15 I mean, Spain got it from the Emirate of Granada in 1462 and before that it had been passed around, mostly between different Moorish kingdoms, since it had been taken by the Visigoths, so it’s not like this is uncommon, historically speaking.

16 In fact Gibraltar and the EU have a tentative agreement for Gibraltar to join the Schengen area, which would make it significantly easier for the Spanish workers to commute to work.

17 Although many shops will happily take euros, at an informal exchange rate of 2×1, and hand you back change in pounds.

18 I’m going to take it on faith that most of those people aren’t from the UK, and a little spot of England on the southern shore of Europe actually is a fun novelty rather than a replication of the same place you live when you aren’t on vacation. But I have my doubts.

19 Marred somewhat by the blocky cement ruins of the fort the British put up there

20 They’re the only wild monkey population on the European subcontinent. And to be clear, they’re monkeys, not apes, despite not having tails.

21 Honestly, if you are visiting a bunch of places like that in a row, you’re almost better off booking a extra day somewhere and skipping someplace or — if you must — catching an early bus in then a late bus out, like I did for Jerez de la Frontier; since the big draws are the dancing horse show and the sherry tasting, you can do both in a short afternoon.

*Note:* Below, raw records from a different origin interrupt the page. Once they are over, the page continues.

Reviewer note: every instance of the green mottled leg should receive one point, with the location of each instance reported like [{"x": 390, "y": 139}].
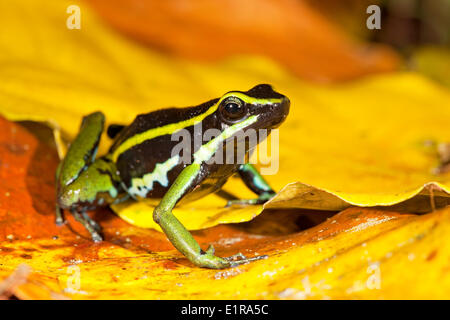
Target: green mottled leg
[
  {"x": 79, "y": 157},
  {"x": 81, "y": 218},
  {"x": 59, "y": 219},
  {"x": 180, "y": 237},
  {"x": 255, "y": 182}
]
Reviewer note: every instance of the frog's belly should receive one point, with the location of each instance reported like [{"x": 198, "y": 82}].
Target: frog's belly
[{"x": 155, "y": 184}]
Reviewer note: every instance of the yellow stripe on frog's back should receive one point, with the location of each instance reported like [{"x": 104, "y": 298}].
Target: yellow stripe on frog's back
[{"x": 173, "y": 127}]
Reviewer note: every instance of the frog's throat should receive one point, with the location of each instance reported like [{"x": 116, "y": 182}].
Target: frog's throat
[
  {"x": 173, "y": 127},
  {"x": 141, "y": 186}
]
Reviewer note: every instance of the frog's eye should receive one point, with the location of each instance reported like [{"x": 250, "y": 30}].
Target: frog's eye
[{"x": 232, "y": 109}]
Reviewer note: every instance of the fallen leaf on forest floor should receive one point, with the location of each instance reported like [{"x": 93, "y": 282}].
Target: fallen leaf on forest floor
[
  {"x": 361, "y": 143},
  {"x": 358, "y": 253},
  {"x": 291, "y": 32}
]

22 It’s true you could do this if you’re only spending two nights somewhere — I certainly have — but then the first night seems you’re always rushing to get to the hotel and check in and change and shower before running off again for your evening plans, on a day you’re already tired from travel. I usually reserve my first night in a place to grabbing something cheap near the hotel and turning in early to recover. I certainly don’t want to have to deal with any plans.

23 Florence and Rome, or Madrid and Seville, or Berlin and Munich. Or Ho Chi Mihn City and Hanoi, or Mexico City and Oaxaca, or Marrakesh and Fes, or Vienna and Prague, or Tokyo and Seoul, etc, etc.

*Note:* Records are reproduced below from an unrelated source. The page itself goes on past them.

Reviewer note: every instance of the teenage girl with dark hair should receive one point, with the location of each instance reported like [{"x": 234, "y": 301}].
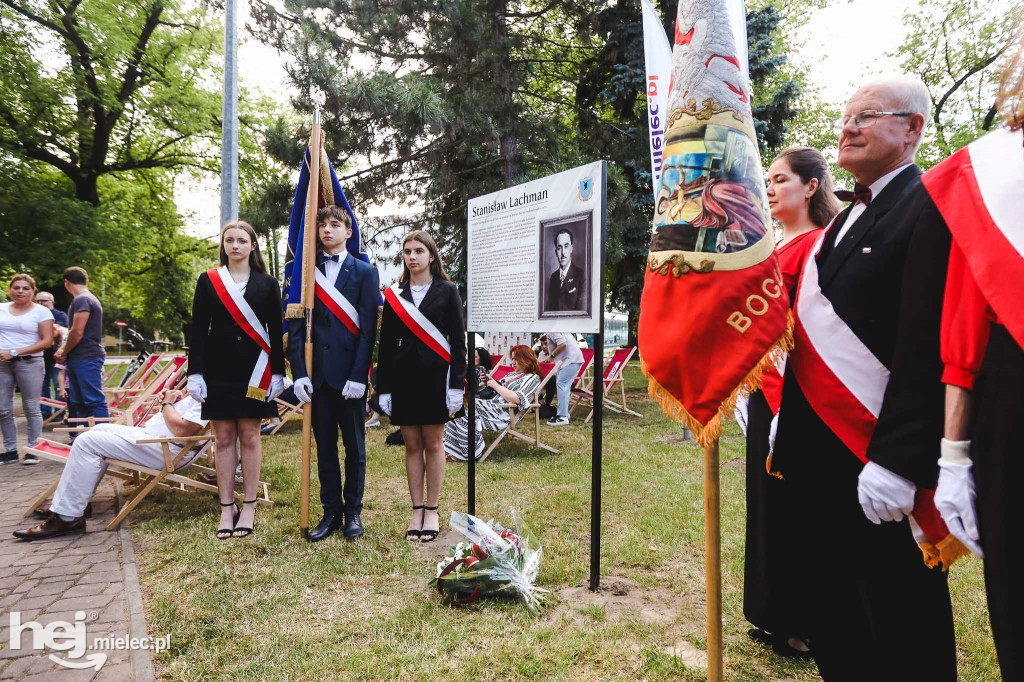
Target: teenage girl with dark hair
[
  {"x": 421, "y": 372},
  {"x": 237, "y": 365},
  {"x": 801, "y": 199}
]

I’m counting eight nights, here, which means you can fly out Saturday and fly back a week from Sunday; for me this usually meant sticking a larp at one end or the other.

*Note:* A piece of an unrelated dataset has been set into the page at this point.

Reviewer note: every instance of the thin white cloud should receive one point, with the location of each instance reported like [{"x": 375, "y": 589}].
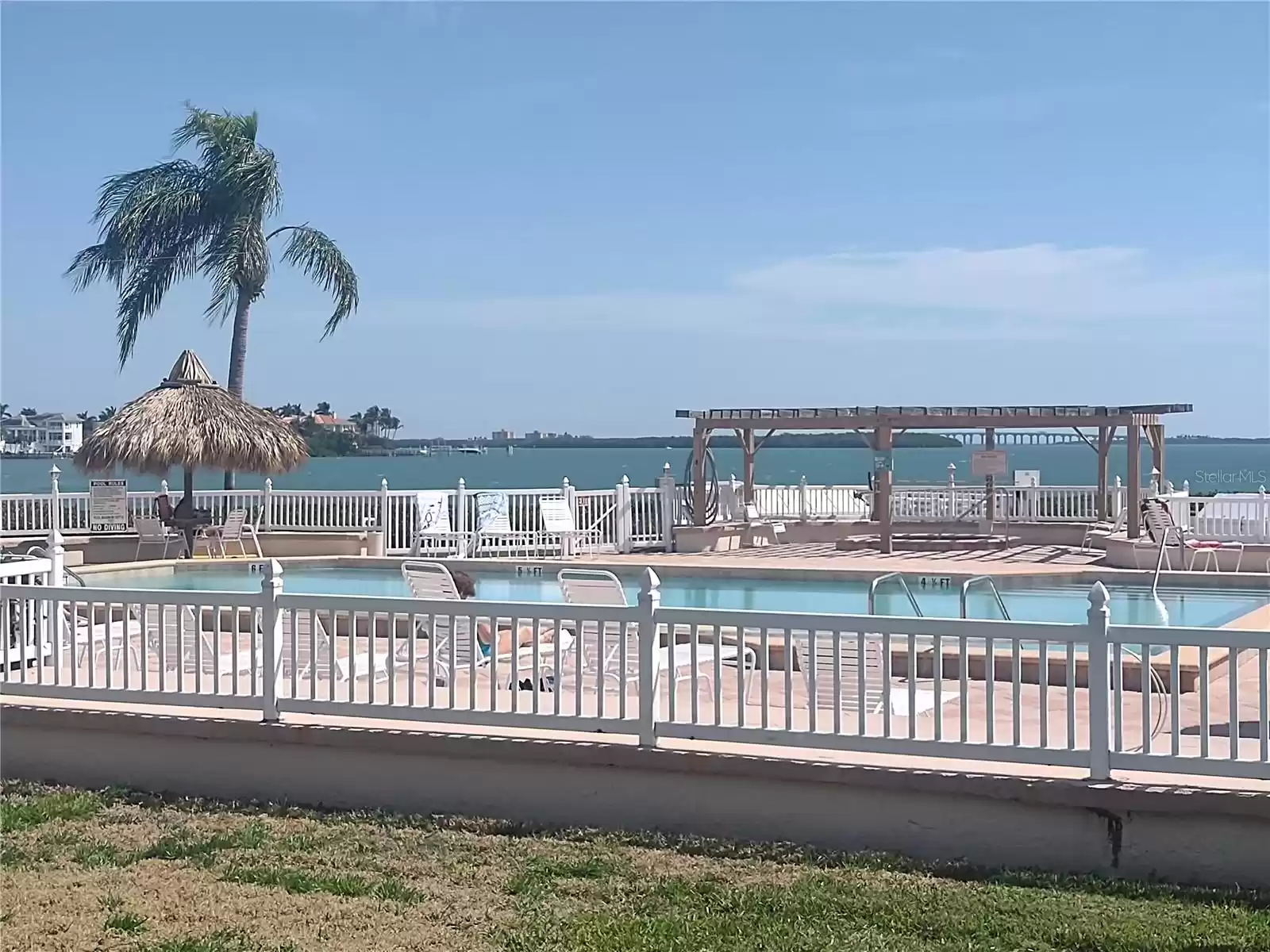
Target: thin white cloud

24 If there’s one thing long stopovers have going for them, it’s how much time they give you to get your clothing washed. I don’t mind spending a day in the laundromat doing them myself, but it’s a waste if you’re only somewhere for a handful of days already. And there’s nothing like having a dropoff service explain your clothes will be ready tomorrow after 1pm when your train leaves tomorrow at 10am.